Pedro Domínguez

Recurro a la Inteligencia Artificial, IA, para pulir un poco lo que sale de mi cerebro y para buscar informaciones de mi interés, las que de todas maneras leo con discernimiento, porque hay que entender y saber juzgar lo que se recibe. 

La IA es una realidad y cada día influirá más en nuestra cotidianidad; aplicada erróneamente, puede causar daños de todo tipo a una persona, a un país o al mundo. Por ello me encantó la primera encíclica del papa León XIV.

Una encíclica es una carta oficial del Papa dirigida a los obispos, a la comunidad católica y a la sociedad en general. Orienta, entre otros, sobre aspectos religiosos, morales, sociales, ambientales y políticos. Forman parte importante del pensamiento y de la historia de la Iglesia.

La encíclica “Rerum Novarum”, que significa “De las cosas nuevas”, es de las que más ha influido en la humanidad, especialmente en el catolicismo. Constituye la base de la doctrina social de la Iglesia.
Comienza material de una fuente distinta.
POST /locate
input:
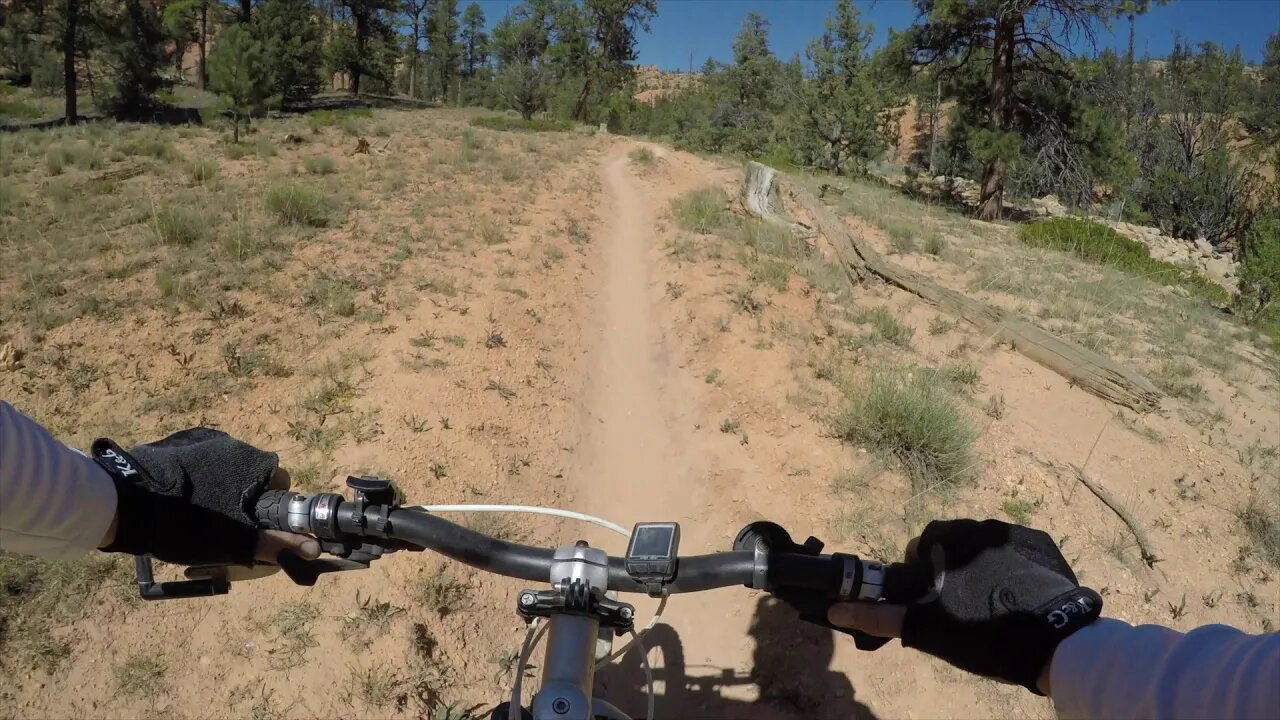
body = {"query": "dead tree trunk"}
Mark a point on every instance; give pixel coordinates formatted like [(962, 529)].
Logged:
[(760, 199), (1080, 365)]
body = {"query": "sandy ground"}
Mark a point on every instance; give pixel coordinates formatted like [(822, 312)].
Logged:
[(613, 414)]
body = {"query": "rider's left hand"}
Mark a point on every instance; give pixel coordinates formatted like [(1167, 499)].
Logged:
[(188, 499)]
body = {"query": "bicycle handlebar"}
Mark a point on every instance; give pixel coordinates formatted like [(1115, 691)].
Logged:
[(332, 518)]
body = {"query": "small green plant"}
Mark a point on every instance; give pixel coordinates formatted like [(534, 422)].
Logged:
[(1260, 519), (320, 164), (141, 675), (178, 226), (1019, 510), (439, 592), (204, 171), (378, 686), (492, 233), (503, 391), (1174, 377), (995, 408), (504, 123), (370, 615), (415, 424), (940, 326), (961, 374), (641, 155), (1101, 245), (741, 299), (702, 210), (913, 418), (9, 199), (332, 295), (297, 205), (887, 327), (426, 338)]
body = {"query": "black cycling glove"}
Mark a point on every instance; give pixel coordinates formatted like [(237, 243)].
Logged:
[(1002, 598), (187, 499)]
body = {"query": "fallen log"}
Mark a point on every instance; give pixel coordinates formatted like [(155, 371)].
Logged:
[(1144, 547), (1078, 364)]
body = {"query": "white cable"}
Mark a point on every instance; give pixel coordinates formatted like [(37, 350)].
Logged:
[(531, 637), (531, 509), (648, 670)]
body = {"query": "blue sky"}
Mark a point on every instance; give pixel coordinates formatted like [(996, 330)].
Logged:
[(705, 28)]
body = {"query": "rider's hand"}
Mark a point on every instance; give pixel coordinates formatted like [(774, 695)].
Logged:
[(1002, 598), (188, 499)]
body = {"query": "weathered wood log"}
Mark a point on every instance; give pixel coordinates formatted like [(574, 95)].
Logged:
[(1078, 364), (1144, 547), (760, 199)]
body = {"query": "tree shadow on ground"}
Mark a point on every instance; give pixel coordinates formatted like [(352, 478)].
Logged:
[(790, 673)]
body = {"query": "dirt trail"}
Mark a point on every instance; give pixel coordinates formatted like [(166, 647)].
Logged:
[(629, 463)]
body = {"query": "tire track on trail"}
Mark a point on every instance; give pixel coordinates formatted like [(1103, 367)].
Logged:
[(639, 458)]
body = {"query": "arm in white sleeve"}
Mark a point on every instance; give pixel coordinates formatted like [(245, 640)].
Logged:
[(54, 501), (1112, 669)]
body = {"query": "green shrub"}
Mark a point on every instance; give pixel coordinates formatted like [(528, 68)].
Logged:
[(297, 205), (887, 327), (178, 226), (9, 197), (202, 171), (1260, 518), (702, 210), (58, 158), (155, 147), (348, 119), (1258, 301), (641, 155), (320, 164), (332, 295), (504, 123), (1098, 244), (18, 109), (913, 418), (771, 240)]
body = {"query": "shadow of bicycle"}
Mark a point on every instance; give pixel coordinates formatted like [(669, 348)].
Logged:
[(790, 674)]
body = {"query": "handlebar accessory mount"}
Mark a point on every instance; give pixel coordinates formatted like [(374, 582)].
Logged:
[(769, 540), (652, 556)]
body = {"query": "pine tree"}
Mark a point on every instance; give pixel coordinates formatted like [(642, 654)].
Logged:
[(840, 100), (291, 42), (237, 71), (1009, 40), (442, 44), (133, 48), (475, 41)]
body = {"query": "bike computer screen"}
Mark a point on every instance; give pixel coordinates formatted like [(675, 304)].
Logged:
[(652, 552)]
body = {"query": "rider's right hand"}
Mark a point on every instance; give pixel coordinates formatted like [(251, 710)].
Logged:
[(1002, 598)]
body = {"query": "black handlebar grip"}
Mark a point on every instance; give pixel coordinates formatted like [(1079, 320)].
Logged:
[(273, 509), (906, 582)]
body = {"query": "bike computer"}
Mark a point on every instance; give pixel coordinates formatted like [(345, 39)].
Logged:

Fue publicada en 1891 por el papa León XIII, época en que los trabajadores sufrían las injusticias provocadas por la Revolución Industrial.

Además de la “Rerum Novarum”, otras encíclicas han impactado, por ejemplo: “Quadragesimo Anno”, papa Pío XI; “Pacem in Terris”, papa Juan XXIII; “Populorum Progressio” y “Humanae Vitae”, papa Pablo VI; “Laborem Exercens” y “Centesimus Annus”, papa Juan Pablo II; “Deus Caritas Est”, papa Benedicto XVI; “Laudato si” y “Fratelli Tutti”, papa Francisco.

El pasado 25 de mayo, coincidiendo con el 135.º aniversario de la “Rerum Novarum”, el papa León XIV nos presentó otra encíclica para la historia: “Magnifica Humanitas”. Esta nos motiva a reflexionar sobre los desafíos éticos, sociales y humanos que manifiesta la IA y compara esta revolución tecnológica, con la Revolución Industrial de los tiempos de la “Rerum Novarum”.

“Magnifica Humanitas” nos invita a meditar en el sentido de que la IA no es mala en sí misma, pero tampoco es neutral; que la tecnología debe servir al ser humano y al bien común, no al poder económico o militar; y que debemos estar atentos a nuevas formas de desigualdad, control y “esclavitud digital”.

Por igual, afirma que el “tecnofascismo” y el transhumanismo jamás pueden reemplazar o degradar nuestra dignidad, la cual está por encima que la automatización extrema; que se debe “desarmar la IA”, evitando su uso para guerras, manipulación o dominación; y que debemos propiciar una “ecología humana integral”, uniendo ética, justicia social y desarrollo tecnológico responsable.

“Magnifica Humanitas” merece ser leída, analizada y comprendida, independientemente de las creencias religiosas de cada cual. 

El papa León XIV, como líder espiritual, nos pide aprovechar las luces de la IA, pero no cegarnos con su manejo inadecuado.